West of Sheppard-Yonge station, there are tail tracks extending beyond the station, but that doesn’t take the line very far, and a 4km extension, including a new crossing of the west branch of the Don River, would be required to reach Downsview Station. We are easily looking at over $1b even if the line has only one net new station at Bathurst. That sort of spacing will not do well to support intensification of Sheppard Avenue except at a few locations.

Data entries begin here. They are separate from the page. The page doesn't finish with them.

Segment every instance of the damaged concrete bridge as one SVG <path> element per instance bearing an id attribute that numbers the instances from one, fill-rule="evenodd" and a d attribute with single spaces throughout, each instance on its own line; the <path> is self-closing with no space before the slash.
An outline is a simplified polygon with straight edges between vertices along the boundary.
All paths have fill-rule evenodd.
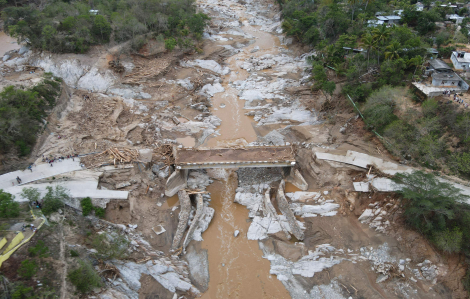
<path id="1" fill-rule="evenodd" d="M 248 146 L 239 148 L 177 148 L 173 147 L 176 171 L 166 183 L 166 196 L 186 188 L 189 169 L 282 167 L 286 182 L 301 190 L 308 184 L 295 168 L 295 152 L 291 146 Z"/>
<path id="2" fill-rule="evenodd" d="M 174 148 L 176 169 L 233 167 L 292 167 L 295 154 L 290 146 L 243 148 Z"/>

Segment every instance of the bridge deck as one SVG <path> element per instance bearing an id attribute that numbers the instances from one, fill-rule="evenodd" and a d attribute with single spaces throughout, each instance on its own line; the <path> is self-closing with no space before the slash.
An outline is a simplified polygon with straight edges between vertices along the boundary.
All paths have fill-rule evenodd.
<path id="1" fill-rule="evenodd" d="M 191 149 L 175 151 L 178 169 L 228 167 L 285 167 L 295 165 L 290 146 Z"/>

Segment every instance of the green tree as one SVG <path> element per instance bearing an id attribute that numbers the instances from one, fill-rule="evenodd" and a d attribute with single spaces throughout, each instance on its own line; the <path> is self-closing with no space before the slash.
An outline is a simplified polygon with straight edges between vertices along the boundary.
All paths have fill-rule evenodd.
<path id="1" fill-rule="evenodd" d="M 388 38 L 390 37 L 390 29 L 388 29 L 385 24 L 382 26 L 377 26 L 372 30 L 372 36 L 377 47 L 377 64 L 380 64 L 379 50 L 384 46 L 385 42 L 387 42 Z"/>
<path id="2" fill-rule="evenodd" d="M 39 193 L 37 188 L 23 188 L 21 190 L 20 196 L 24 199 L 27 199 L 30 204 L 33 202 L 38 202 L 41 199 L 41 193 Z"/>
<path id="3" fill-rule="evenodd" d="M 367 33 L 362 37 L 362 43 L 367 50 L 367 67 L 369 68 L 370 51 L 375 49 L 375 40 L 370 33 Z"/>
<path id="4" fill-rule="evenodd" d="M 454 219 L 456 204 L 468 199 L 460 189 L 430 173 L 399 173 L 393 180 L 402 186 L 398 192 L 406 199 L 407 223 L 426 234 L 443 231 L 446 221 Z"/>
<path id="5" fill-rule="evenodd" d="M 93 26 L 91 28 L 91 32 L 93 36 L 100 42 L 100 43 L 107 43 L 109 42 L 109 37 L 111 36 L 111 24 L 106 20 L 106 18 L 102 15 L 95 16 L 93 20 Z"/>
<path id="6" fill-rule="evenodd" d="M 400 43 L 396 40 L 392 41 L 390 45 L 388 45 L 385 48 L 387 51 L 385 51 L 385 58 L 386 59 L 398 59 L 400 58 L 399 51 L 401 50 Z"/>
<path id="7" fill-rule="evenodd" d="M 15 197 L 0 189 L 0 218 L 12 218 L 20 215 L 20 205 Z"/>
<path id="8" fill-rule="evenodd" d="M 65 202 L 70 200 L 68 190 L 62 186 L 56 186 L 55 188 L 47 186 L 46 189 L 47 193 L 44 195 L 42 207 L 44 215 L 57 212 L 64 207 Z"/>

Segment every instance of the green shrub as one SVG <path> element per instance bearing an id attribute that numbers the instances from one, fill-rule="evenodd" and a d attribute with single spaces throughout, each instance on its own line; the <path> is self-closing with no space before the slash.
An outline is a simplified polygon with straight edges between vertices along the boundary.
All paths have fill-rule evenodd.
<path id="1" fill-rule="evenodd" d="M 70 256 L 71 257 L 77 257 L 77 256 L 80 256 L 80 254 L 78 254 L 78 252 L 76 252 L 75 250 L 70 250 Z"/>
<path id="2" fill-rule="evenodd" d="M 169 37 L 165 40 L 165 48 L 168 51 L 173 51 L 173 49 L 176 47 L 176 40 L 173 37 Z"/>
<path id="3" fill-rule="evenodd" d="M 39 256 L 40 258 L 45 258 L 49 256 L 49 247 L 46 246 L 43 240 L 39 240 L 36 246 L 28 248 L 28 252 L 31 257 Z"/>
<path id="4" fill-rule="evenodd" d="M 462 245 L 462 232 L 458 228 L 443 230 L 433 234 L 433 242 L 445 252 L 460 252 Z"/>
<path id="5" fill-rule="evenodd" d="M 0 189 L 0 218 L 12 218 L 20 215 L 20 205 L 15 197 Z"/>
<path id="6" fill-rule="evenodd" d="M 0 152 L 30 153 L 59 91 L 58 82 L 46 79 L 29 89 L 7 86 L 0 92 Z"/>
<path id="7" fill-rule="evenodd" d="M 70 199 L 70 195 L 68 190 L 62 186 L 56 186 L 55 188 L 48 186 L 46 188 L 47 193 L 43 198 L 42 212 L 44 215 L 49 215 L 63 208 L 64 202 Z"/>
<path id="8" fill-rule="evenodd" d="M 92 246 L 102 259 L 122 259 L 127 256 L 129 241 L 119 233 L 102 233 L 94 236 Z"/>
<path id="9" fill-rule="evenodd" d="M 17 283 L 13 286 L 11 292 L 11 299 L 29 299 L 33 298 L 33 288 L 26 287 L 22 283 Z"/>
<path id="10" fill-rule="evenodd" d="M 37 270 L 38 265 L 34 260 L 24 260 L 18 268 L 18 275 L 23 278 L 30 279 L 34 274 L 36 274 Z"/>
<path id="11" fill-rule="evenodd" d="M 94 207 L 95 209 L 95 215 L 100 218 L 104 218 L 104 215 L 106 213 L 106 209 L 100 208 L 100 207 Z"/>
<path id="12" fill-rule="evenodd" d="M 93 204 L 91 203 L 91 198 L 85 197 L 80 201 L 80 206 L 82 207 L 82 214 L 83 216 L 90 215 L 91 211 L 93 211 Z"/>
<path id="13" fill-rule="evenodd" d="M 101 278 L 89 262 L 79 261 L 79 267 L 68 273 L 68 279 L 80 293 L 88 293 L 102 285 Z"/>

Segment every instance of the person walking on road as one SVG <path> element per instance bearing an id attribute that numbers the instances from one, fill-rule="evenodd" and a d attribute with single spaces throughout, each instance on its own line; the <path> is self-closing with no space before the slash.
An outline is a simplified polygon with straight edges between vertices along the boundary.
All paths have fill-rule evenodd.
<path id="1" fill-rule="evenodd" d="M 18 184 L 21 184 L 21 179 L 19 176 L 16 177 L 16 181 L 18 182 Z"/>

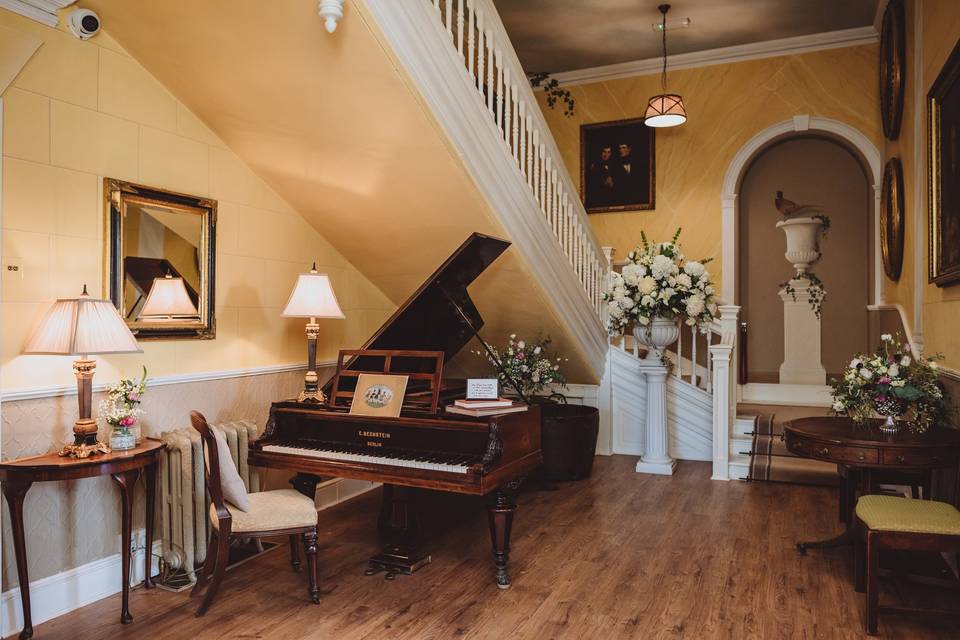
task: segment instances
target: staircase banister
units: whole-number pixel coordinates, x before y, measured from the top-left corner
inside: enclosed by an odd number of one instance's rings
[[[573,178],[570,177],[570,172],[567,171],[567,165],[563,161],[563,156],[560,154],[556,140],[553,138],[550,125],[547,124],[547,119],[543,116],[543,111],[540,110],[540,105],[533,92],[533,88],[527,80],[527,73],[523,65],[520,64],[520,59],[517,57],[517,52],[513,48],[510,36],[507,35],[506,27],[503,26],[503,22],[500,20],[500,13],[491,0],[472,0],[472,2],[471,0],[467,0],[467,6],[470,5],[479,7],[484,12],[484,17],[487,20],[484,26],[493,32],[494,42],[500,45],[502,64],[509,68],[516,78],[517,86],[515,88],[519,91],[519,99],[528,105],[526,115],[528,118],[534,120],[536,127],[541,131],[540,144],[546,147],[547,157],[552,159],[553,167],[557,170],[557,175],[563,183],[564,189],[570,194],[569,200],[573,205],[577,218],[580,220],[580,225],[585,230],[585,235],[590,246],[593,248],[594,255],[598,258],[603,256],[603,247],[600,246],[600,241],[593,232],[593,227],[587,217],[587,211],[584,209],[583,203],[579,197],[573,197],[579,194],[579,190],[574,186]]]

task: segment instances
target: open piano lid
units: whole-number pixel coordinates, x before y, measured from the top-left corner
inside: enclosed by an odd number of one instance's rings
[[[483,326],[467,287],[510,243],[472,233],[363,345],[364,349],[443,351],[449,362]],[[347,369],[363,369],[357,358]],[[331,383],[325,391],[329,392]]]

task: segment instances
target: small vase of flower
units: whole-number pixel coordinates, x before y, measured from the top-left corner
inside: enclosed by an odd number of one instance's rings
[[[124,378],[107,389],[107,397],[100,401],[100,417],[110,425],[110,448],[117,451],[133,449],[140,441],[140,403],[147,389],[147,368],[140,381]]]
[[[843,377],[830,382],[832,410],[861,424],[879,415],[880,430],[895,433],[907,421],[915,430],[925,431],[942,420],[947,412],[943,390],[937,383],[937,360],[941,356],[919,357],[909,344],[889,333],[880,336],[873,354],[858,354]]]
[[[529,398],[550,385],[566,386],[566,378],[560,372],[563,358],[548,356],[549,346],[549,338],[527,342],[512,333],[506,347],[490,347],[490,353],[475,353],[496,367],[501,389],[506,393],[517,391]]]

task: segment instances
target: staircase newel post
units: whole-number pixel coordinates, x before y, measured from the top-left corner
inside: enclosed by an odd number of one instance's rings
[[[713,480],[730,479],[730,433],[737,408],[737,317],[740,307],[720,306],[720,342],[710,345],[713,363]]]

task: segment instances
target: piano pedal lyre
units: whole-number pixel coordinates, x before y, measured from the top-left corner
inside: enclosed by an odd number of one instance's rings
[[[383,574],[384,580],[393,580],[398,575],[410,575],[430,564],[433,558],[430,555],[413,556],[407,554],[378,553],[367,561],[367,569],[363,572],[367,576]]]

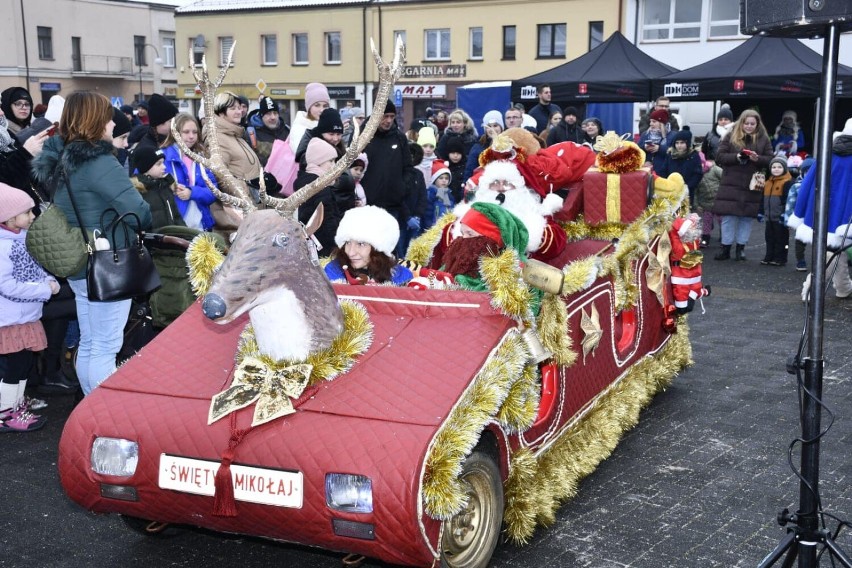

Liberty Village Express Bus
As if we don’t have enough Councillors trolling for votes with transit proposals, Mike Layton has asked the TTC to study the possibility of an express bus from Liberty Village to downtown to supplement the King car.
Leaving aside just how “express” any such service could be and the resources it would entail, this is symptomatic of a much deeper problem with Toronto’s transit. Rather than making what we have work better (the trunk streetcar routes), we see bandaid “solutions” that are at best applicable only to specific trips that might have a “bypass” route to their destination.
The TTC does not publish cost and revenue stats for its express downtown routes and this leaves the impression that they are a cost-effective way of serving demand. The fact that they only come into existence when a Councillor (often also a Commission board member) lobbies for them speaks volumes about their true place in the network.